Os demais indicadores acompanhados pelo Boletim Focus demonstram estabilidade em comparação com as edições anteriores.

No que tange à taxa básica de juros, a Selic, o mercado financeiro mantém a projeção de 12,25% para o fim de 2026, um patamar que se sustenta há quatro semanas consecutivas. Atualmente, a Selic está em 15%, seu ponto mais elevado desde julho de 2006, quando atingiu 15,25%.

Para 2027, a expectativa do mercado financeiro indica uma Selic de 10,50%, uma projeção que se repete há 49 semanas. Já para 2028, houve uma revisão para cima nas estimativas da taxa básica de juros, que passou de 9,88% na semana passada para 10%.

Essa tendência de elevação nas projeções para a Selic em 2028 já havia sido notada em boletins anteriores. Na semana passada, a estimativa era de 9,88% para 2028, e há quatro semanas, as projeções apontavam para uma Selic de 9,75% para o mesmo ano.

Variações da Selic

Quando o Comitê de Política Monetária (Copom) decide elevar a Selic, o objetivo principal é frear a demanda excessiva na economia. Isso gera um encarecimento do crédito e incentiva a poupança, o que, por sua vez, pode dificultar a expansão econômica.

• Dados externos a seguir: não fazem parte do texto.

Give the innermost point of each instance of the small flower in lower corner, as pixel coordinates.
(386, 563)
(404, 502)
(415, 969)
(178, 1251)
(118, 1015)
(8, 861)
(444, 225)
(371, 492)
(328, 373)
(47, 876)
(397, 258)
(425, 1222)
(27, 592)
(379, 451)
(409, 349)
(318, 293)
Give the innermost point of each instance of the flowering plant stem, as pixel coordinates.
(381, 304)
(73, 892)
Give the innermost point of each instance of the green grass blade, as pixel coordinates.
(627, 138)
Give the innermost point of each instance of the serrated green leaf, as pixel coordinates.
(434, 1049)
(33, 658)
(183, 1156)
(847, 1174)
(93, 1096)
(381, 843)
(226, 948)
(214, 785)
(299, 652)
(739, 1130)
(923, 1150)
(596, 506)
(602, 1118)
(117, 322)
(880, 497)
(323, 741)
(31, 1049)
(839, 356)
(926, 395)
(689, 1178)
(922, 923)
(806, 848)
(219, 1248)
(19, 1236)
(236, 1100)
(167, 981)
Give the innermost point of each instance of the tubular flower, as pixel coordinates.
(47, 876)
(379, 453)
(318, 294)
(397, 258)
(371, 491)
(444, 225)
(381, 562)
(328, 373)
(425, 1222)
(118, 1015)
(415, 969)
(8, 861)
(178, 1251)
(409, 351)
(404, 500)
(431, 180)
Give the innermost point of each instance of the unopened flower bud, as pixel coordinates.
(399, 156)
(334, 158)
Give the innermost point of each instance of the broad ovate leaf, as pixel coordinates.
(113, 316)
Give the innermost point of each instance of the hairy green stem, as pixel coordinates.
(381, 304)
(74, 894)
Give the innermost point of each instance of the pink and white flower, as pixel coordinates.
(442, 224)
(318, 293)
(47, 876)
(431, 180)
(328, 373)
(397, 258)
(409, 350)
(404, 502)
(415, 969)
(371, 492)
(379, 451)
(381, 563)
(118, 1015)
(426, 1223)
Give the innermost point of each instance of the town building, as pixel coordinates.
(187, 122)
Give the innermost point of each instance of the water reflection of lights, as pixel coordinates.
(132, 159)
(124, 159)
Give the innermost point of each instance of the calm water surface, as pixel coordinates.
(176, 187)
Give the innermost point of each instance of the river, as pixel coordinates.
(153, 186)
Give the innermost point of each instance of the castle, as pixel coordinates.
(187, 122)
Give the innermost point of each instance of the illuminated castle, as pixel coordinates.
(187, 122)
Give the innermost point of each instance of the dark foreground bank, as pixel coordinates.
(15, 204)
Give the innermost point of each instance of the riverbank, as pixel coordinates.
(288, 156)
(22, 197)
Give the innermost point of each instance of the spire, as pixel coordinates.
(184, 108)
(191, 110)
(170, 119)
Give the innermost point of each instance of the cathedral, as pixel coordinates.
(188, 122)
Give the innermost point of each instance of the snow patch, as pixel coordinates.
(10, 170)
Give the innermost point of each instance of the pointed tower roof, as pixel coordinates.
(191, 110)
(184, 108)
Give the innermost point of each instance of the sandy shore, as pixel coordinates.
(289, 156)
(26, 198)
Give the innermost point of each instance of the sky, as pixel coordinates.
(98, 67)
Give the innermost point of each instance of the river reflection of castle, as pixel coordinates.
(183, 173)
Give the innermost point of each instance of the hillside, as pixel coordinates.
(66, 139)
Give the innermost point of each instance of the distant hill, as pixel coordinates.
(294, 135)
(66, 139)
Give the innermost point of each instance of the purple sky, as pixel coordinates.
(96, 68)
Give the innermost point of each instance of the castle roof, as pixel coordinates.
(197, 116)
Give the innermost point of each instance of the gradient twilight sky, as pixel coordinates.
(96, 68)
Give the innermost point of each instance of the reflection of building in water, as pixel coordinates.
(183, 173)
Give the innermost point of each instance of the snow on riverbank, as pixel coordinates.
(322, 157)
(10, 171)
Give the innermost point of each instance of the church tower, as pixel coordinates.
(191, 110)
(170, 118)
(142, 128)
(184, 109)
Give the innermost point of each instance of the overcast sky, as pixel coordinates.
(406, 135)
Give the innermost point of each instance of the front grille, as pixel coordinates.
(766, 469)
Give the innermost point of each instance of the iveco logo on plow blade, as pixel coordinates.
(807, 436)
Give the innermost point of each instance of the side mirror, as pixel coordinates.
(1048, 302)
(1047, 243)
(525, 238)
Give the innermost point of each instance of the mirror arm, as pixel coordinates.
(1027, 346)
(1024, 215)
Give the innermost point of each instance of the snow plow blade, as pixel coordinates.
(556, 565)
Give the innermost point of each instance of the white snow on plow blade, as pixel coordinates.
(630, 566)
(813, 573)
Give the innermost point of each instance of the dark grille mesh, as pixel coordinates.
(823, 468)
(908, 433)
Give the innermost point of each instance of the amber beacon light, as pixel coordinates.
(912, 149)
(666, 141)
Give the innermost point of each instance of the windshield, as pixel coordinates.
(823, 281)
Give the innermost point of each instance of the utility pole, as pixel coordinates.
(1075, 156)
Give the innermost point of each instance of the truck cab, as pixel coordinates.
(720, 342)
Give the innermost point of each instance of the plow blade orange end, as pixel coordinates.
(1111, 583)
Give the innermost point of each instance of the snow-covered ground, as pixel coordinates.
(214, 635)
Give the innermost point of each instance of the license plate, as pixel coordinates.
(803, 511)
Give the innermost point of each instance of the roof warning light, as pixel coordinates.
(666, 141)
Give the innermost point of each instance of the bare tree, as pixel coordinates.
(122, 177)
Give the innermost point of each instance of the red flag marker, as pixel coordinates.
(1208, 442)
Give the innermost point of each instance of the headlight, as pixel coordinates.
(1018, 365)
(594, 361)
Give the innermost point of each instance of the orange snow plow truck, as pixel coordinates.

É importante ressaltar que os bancos, ao definirem as taxas de juros aplicadas aos consumidores, consideram outros elementos além da Selic, como o risco de inadimplência, a margem de lucro e as despesas administrativas.

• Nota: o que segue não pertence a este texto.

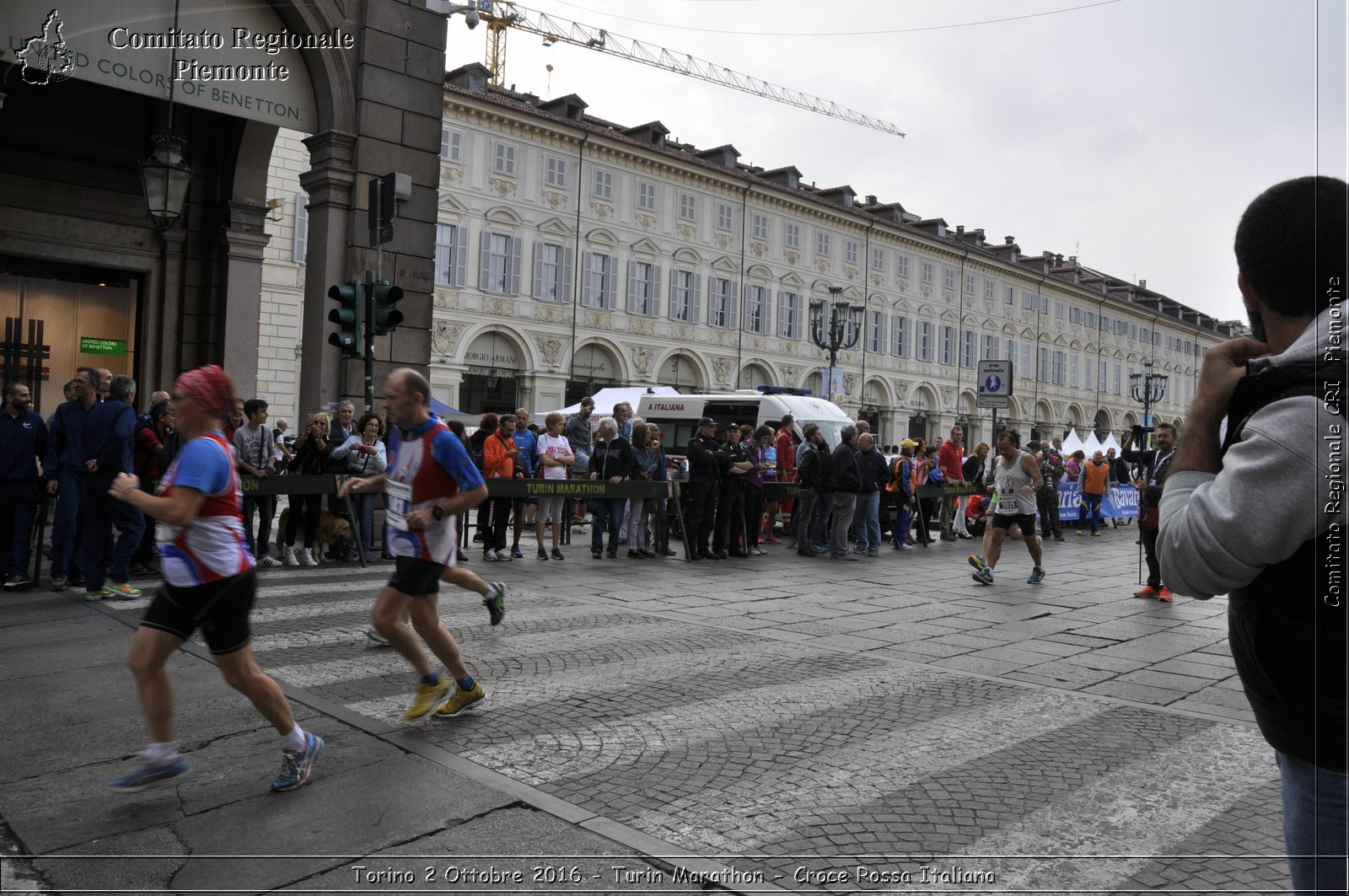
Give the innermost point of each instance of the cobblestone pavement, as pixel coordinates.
(846, 727)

Por outro lado, a redução da taxa Selic tende a baratear o crédito, estimulando a produção e o consumo. Contudo, essa medida também pode diminuir o controle sobre a inflação, ao mesmo tempo em que impulsiona a atividade econômica.

Dólar

Em relação ao Produto Interno Bruto (PIB), que representa a soma de todos os bens e serviços produzidos no país, as projeções indicam um crescimento de 1,80% para a economia brasileira em 2026, um percentual que se mantém inalterado há seis semanas.

Para os anos subsequentes, o mercado financeiro prevê uma expansão de 1,80% em 2027 e de 2% em 2028.

Quanto à cotação do dólar, as expectativas do mercado financeiro apontam para R$ 5,50 ao final de 2026, valor que se sustenta há 14 semanas e é também projetado para 2027. Para o ano de 2028, a estimativa é de que a moeda norte-americana atinja R$ 5,52.